The reason North Carolinians will no longer be covered under the federal program is because the legislature cut maximum compensation of the state unemployment program to $350 a week. Under the provisions of the EUC, no such cuts are allowed without a federal waiver, which North Carolina did not obtain.
The stated rationale behind the cuts? North Carolina owes the federal government $2.1 billion it borrowed to cover payments when it ran out of money in the state compensation fund because of the severity of the recession. The goal is to pay off that debt by 2015. Nineteen other states also borrowed money from the feds to cover holes in their compensation funds.
Altogether, between now and 2017, the North Carolina legislature's fiscal research office says, the state will save $3.6 billion from compensation cuts and an additional charge to businesses of $42 a year for each employee. Of the total, 74 percent of the savings will come from cuts in worker compensation.
Not only did the legislature whack how much an eligible jobless person can collect each week—the average is $292.60—it also cut how long a person can collect payments to 20 weeks from the 26 weeks every state has provided compensation for the past half-century.

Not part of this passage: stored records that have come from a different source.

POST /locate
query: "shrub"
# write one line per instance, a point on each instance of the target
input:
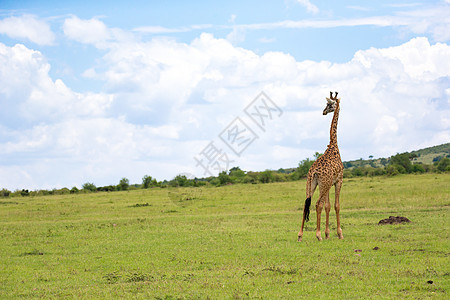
(418, 168)
(392, 171)
(4, 193)
(443, 164)
(124, 184)
(89, 187)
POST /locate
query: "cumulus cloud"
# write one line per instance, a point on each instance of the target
(164, 101)
(311, 8)
(28, 27)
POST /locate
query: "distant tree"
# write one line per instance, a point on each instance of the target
(347, 164)
(89, 187)
(402, 160)
(266, 176)
(236, 172)
(179, 180)
(124, 184)
(418, 168)
(4, 193)
(444, 164)
(224, 178)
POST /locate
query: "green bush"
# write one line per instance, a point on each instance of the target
(88, 186)
(4, 193)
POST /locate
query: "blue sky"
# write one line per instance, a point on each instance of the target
(102, 90)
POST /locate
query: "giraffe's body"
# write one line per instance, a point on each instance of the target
(326, 171)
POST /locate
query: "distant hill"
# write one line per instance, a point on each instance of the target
(424, 156)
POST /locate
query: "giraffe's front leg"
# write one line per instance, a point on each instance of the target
(319, 207)
(337, 207)
(327, 212)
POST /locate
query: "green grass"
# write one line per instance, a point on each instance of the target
(230, 242)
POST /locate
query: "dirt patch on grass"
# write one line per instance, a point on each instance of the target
(394, 220)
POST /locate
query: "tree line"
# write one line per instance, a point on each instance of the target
(395, 165)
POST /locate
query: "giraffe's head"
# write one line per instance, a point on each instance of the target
(331, 103)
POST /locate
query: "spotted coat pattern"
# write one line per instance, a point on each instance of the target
(326, 171)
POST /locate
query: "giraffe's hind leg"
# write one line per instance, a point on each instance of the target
(327, 211)
(322, 199)
(313, 184)
(337, 206)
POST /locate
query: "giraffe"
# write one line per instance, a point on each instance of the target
(326, 171)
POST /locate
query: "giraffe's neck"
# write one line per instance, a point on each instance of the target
(333, 128)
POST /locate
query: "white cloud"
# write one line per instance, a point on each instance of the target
(91, 31)
(28, 27)
(311, 8)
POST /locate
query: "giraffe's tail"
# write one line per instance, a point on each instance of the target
(311, 183)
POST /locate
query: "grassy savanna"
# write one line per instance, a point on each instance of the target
(235, 241)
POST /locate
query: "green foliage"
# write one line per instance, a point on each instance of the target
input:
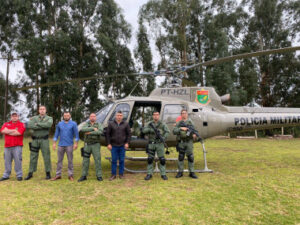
(144, 57)
(74, 39)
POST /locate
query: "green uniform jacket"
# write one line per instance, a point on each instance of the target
(181, 135)
(94, 136)
(40, 125)
(162, 127)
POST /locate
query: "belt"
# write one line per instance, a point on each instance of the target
(43, 137)
(183, 141)
(155, 142)
(92, 143)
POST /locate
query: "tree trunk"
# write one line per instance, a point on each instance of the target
(6, 86)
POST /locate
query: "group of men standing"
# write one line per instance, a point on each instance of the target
(117, 137)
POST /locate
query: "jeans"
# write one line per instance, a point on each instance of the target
(117, 153)
(10, 154)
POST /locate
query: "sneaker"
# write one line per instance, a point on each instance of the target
(148, 177)
(83, 178)
(193, 175)
(29, 176)
(112, 177)
(56, 178)
(164, 177)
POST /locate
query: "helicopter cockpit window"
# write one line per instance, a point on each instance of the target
(101, 115)
(172, 113)
(124, 107)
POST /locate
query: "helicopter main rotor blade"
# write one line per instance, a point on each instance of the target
(54, 83)
(240, 56)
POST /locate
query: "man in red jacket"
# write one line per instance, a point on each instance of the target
(13, 131)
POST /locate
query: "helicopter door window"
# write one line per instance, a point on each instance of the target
(101, 115)
(124, 107)
(172, 113)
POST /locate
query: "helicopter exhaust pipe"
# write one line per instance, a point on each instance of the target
(225, 98)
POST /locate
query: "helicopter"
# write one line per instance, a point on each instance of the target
(204, 106)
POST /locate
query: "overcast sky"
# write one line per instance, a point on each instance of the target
(130, 9)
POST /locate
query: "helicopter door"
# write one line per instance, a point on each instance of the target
(204, 129)
(171, 115)
(124, 108)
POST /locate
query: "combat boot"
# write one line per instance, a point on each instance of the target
(193, 175)
(164, 177)
(82, 178)
(148, 177)
(48, 176)
(29, 176)
(179, 174)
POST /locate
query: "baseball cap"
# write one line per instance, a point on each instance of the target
(14, 113)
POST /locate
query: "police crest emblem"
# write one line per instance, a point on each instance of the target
(202, 97)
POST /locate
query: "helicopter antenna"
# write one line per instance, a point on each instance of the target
(133, 89)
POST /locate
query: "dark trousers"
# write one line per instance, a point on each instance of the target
(117, 153)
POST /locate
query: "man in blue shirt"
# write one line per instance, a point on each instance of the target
(66, 130)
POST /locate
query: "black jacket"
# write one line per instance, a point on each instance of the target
(118, 135)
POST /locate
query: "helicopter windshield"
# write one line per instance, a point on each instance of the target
(101, 115)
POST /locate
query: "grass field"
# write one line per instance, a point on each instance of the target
(254, 182)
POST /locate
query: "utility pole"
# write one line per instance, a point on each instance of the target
(9, 59)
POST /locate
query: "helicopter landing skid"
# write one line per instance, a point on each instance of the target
(156, 169)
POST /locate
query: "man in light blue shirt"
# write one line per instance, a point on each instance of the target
(66, 130)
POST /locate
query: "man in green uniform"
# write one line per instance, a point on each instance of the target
(156, 145)
(92, 132)
(185, 144)
(40, 125)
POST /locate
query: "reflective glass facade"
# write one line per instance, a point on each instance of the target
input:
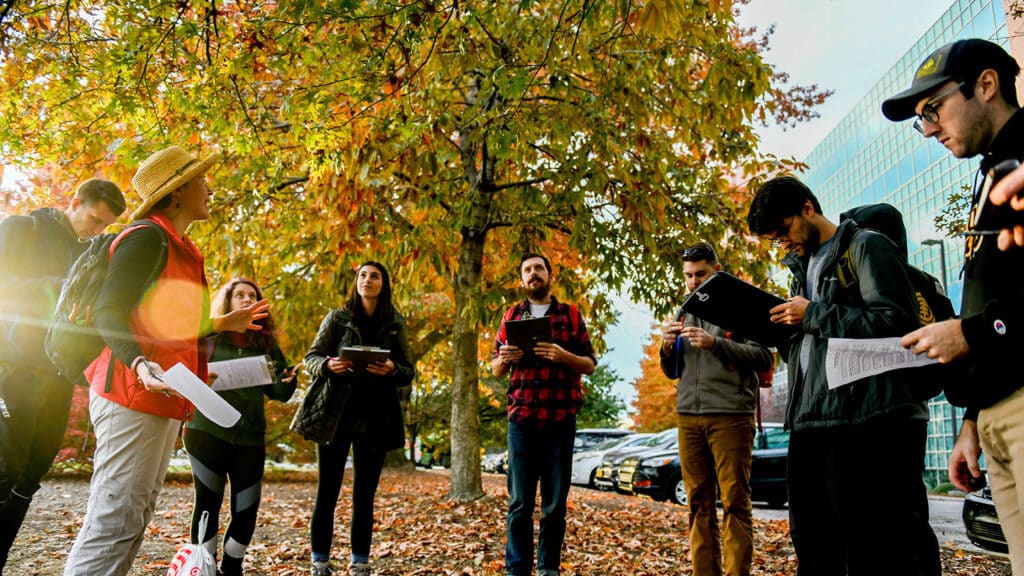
(867, 159)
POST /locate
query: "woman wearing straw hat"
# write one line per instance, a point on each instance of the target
(147, 328)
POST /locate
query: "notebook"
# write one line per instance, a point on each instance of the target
(738, 306)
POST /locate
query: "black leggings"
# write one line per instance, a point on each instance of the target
(213, 462)
(368, 461)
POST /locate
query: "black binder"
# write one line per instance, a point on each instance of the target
(740, 307)
(526, 333)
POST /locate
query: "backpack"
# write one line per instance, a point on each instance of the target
(933, 304)
(72, 339)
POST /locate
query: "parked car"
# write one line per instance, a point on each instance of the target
(495, 462)
(606, 477)
(589, 438)
(981, 521)
(585, 463)
(656, 474)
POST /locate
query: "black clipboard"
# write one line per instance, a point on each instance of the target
(524, 334)
(360, 357)
(738, 306)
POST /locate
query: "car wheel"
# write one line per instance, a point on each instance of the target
(679, 491)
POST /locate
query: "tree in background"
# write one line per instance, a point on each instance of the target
(655, 403)
(440, 137)
(602, 408)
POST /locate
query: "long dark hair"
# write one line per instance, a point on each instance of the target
(384, 307)
(264, 339)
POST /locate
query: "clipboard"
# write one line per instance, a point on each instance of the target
(360, 357)
(524, 334)
(739, 306)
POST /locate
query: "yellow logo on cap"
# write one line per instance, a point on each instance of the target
(931, 66)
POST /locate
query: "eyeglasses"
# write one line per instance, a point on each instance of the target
(696, 253)
(782, 234)
(930, 112)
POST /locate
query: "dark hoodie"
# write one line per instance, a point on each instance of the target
(36, 251)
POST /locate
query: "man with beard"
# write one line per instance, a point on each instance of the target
(544, 397)
(848, 283)
(716, 394)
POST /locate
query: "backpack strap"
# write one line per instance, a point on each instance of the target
(154, 275)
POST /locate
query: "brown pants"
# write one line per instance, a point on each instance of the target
(715, 456)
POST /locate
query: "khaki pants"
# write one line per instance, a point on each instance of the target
(715, 456)
(1000, 429)
(132, 452)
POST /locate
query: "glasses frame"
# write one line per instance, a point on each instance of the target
(930, 112)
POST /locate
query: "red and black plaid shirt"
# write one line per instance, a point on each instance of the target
(541, 391)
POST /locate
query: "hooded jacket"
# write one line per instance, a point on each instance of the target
(992, 307)
(880, 302)
(36, 251)
(360, 403)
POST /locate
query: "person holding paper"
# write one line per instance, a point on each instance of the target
(349, 407)
(147, 329)
(716, 395)
(870, 433)
(544, 397)
(220, 455)
(965, 95)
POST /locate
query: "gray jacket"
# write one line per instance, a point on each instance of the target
(722, 380)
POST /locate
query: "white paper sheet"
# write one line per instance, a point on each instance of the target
(242, 372)
(203, 398)
(849, 360)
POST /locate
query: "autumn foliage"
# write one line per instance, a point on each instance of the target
(654, 407)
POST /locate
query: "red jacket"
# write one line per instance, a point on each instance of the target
(167, 325)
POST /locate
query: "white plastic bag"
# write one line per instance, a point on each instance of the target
(194, 560)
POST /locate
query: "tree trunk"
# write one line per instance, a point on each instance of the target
(466, 481)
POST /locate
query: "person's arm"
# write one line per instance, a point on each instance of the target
(135, 260)
(742, 353)
(325, 344)
(965, 456)
(1010, 189)
(17, 244)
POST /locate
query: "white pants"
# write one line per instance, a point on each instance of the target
(1000, 429)
(132, 452)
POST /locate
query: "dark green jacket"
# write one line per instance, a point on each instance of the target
(369, 404)
(251, 428)
(879, 303)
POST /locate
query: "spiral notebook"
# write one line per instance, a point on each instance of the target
(738, 306)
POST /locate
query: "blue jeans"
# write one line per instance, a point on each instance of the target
(545, 454)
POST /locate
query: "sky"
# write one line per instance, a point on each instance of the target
(842, 45)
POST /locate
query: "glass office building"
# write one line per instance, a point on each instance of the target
(867, 159)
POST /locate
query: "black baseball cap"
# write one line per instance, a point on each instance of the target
(961, 60)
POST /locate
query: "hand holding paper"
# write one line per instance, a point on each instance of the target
(203, 398)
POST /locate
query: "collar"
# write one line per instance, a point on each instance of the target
(1007, 142)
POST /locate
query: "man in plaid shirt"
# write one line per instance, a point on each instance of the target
(544, 396)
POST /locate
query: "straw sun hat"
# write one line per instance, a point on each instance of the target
(163, 172)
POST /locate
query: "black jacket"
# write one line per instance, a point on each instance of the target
(880, 302)
(992, 309)
(36, 251)
(360, 403)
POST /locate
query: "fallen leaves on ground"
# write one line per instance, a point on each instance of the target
(420, 531)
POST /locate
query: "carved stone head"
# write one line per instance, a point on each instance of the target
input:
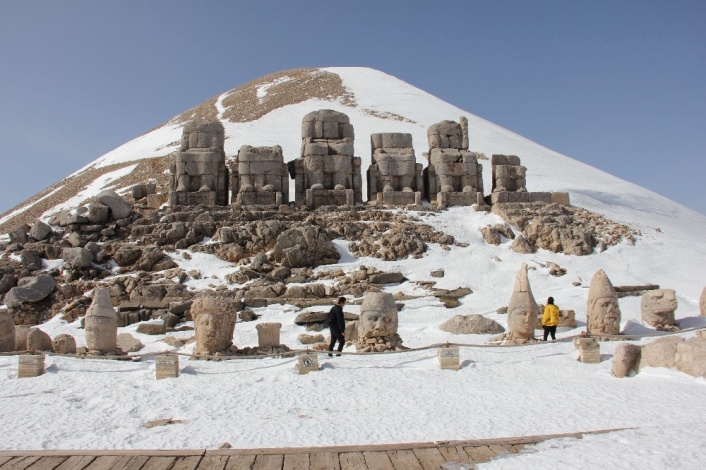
(378, 315)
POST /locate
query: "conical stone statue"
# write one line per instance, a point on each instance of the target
(603, 312)
(101, 324)
(523, 310)
(7, 332)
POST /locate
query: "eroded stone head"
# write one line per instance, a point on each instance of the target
(378, 316)
(603, 312)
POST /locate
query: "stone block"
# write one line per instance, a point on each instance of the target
(268, 334)
(449, 357)
(166, 367)
(30, 365)
(561, 198)
(307, 363)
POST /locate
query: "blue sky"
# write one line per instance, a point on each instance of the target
(617, 85)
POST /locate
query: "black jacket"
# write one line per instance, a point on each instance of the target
(335, 319)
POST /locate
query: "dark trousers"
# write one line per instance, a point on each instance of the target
(549, 329)
(336, 336)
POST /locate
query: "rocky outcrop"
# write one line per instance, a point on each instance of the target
(305, 246)
(657, 308)
(472, 324)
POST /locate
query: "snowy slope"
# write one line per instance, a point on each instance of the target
(405, 397)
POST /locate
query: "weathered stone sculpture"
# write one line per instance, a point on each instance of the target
(377, 324)
(510, 183)
(214, 321)
(7, 332)
(101, 324)
(454, 176)
(268, 334)
(658, 308)
(327, 172)
(394, 176)
(625, 359)
(199, 175)
(259, 176)
(603, 314)
(523, 309)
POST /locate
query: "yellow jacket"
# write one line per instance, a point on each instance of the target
(550, 316)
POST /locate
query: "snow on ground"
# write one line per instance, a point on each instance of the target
(499, 392)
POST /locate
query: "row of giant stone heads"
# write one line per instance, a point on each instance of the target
(327, 172)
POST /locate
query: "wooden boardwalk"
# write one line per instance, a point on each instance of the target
(413, 456)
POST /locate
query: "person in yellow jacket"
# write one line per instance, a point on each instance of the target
(550, 319)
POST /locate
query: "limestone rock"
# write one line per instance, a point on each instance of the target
(31, 289)
(310, 339)
(304, 247)
(7, 332)
(40, 230)
(38, 340)
(658, 307)
(118, 206)
(378, 316)
(387, 278)
(472, 324)
(691, 357)
(127, 255)
(152, 328)
(101, 323)
(128, 343)
(660, 352)
(603, 311)
(64, 344)
(214, 321)
(523, 309)
(625, 359)
(77, 257)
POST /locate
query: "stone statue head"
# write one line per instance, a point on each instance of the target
(378, 315)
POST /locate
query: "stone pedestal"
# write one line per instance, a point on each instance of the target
(307, 363)
(449, 357)
(268, 334)
(30, 366)
(589, 351)
(329, 197)
(167, 367)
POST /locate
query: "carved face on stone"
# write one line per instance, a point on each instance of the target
(378, 316)
(604, 316)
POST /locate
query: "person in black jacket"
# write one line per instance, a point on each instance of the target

If the unemployment rate falls far enough in North Carolina, the maximum compensation period will be reduced to just 12 weeks, the lowest in the nation.
The package of cuts was originally the work of the North Carolina Chamber of Commerce, the state's main business lobby.
Please continue reading about the situation in North Carolina below the fold.
So, in two days, those eligible for compensation in North Carolina can collect a maximum weekly payment of $350 for a maximum of 20 weeks.
Then nothing.
For comparison, New Jersey, whose official jobless rate at 8.6 percent is just barely under North Carolina's—and also owes the feds money it borrowed because heavy, long-term unemployment had drained its compensation fund—the maximum weekly check is $624 for 26 weeks from the state fund and 47 weeks from the federal EUC.
In the Tar Heel State, it's going to be grim going for those 70,000:
Wayne Bostick, 58, of Raleigh, said he lost his job in April 2011 and will lose extended federal benefits immediately. He said he earned about $700 a week in take-home pay, often working double shifts at a ConAgra Foods plant until it shut down after a fatal explosion. Since then, he said, the only jobs he’s found matching his skills pay less than $10 an hour and are outside Raleigh. Now he’ll have to revisit those or start a handyman business.
“I’d rather do that than bring home $200” after commuting and taxes, he said. “They are really putting the gun to your head now.”
But to the state's lawmakers, the plight of Bostick and 70,000 other out-of-work citizens makes no never-mind.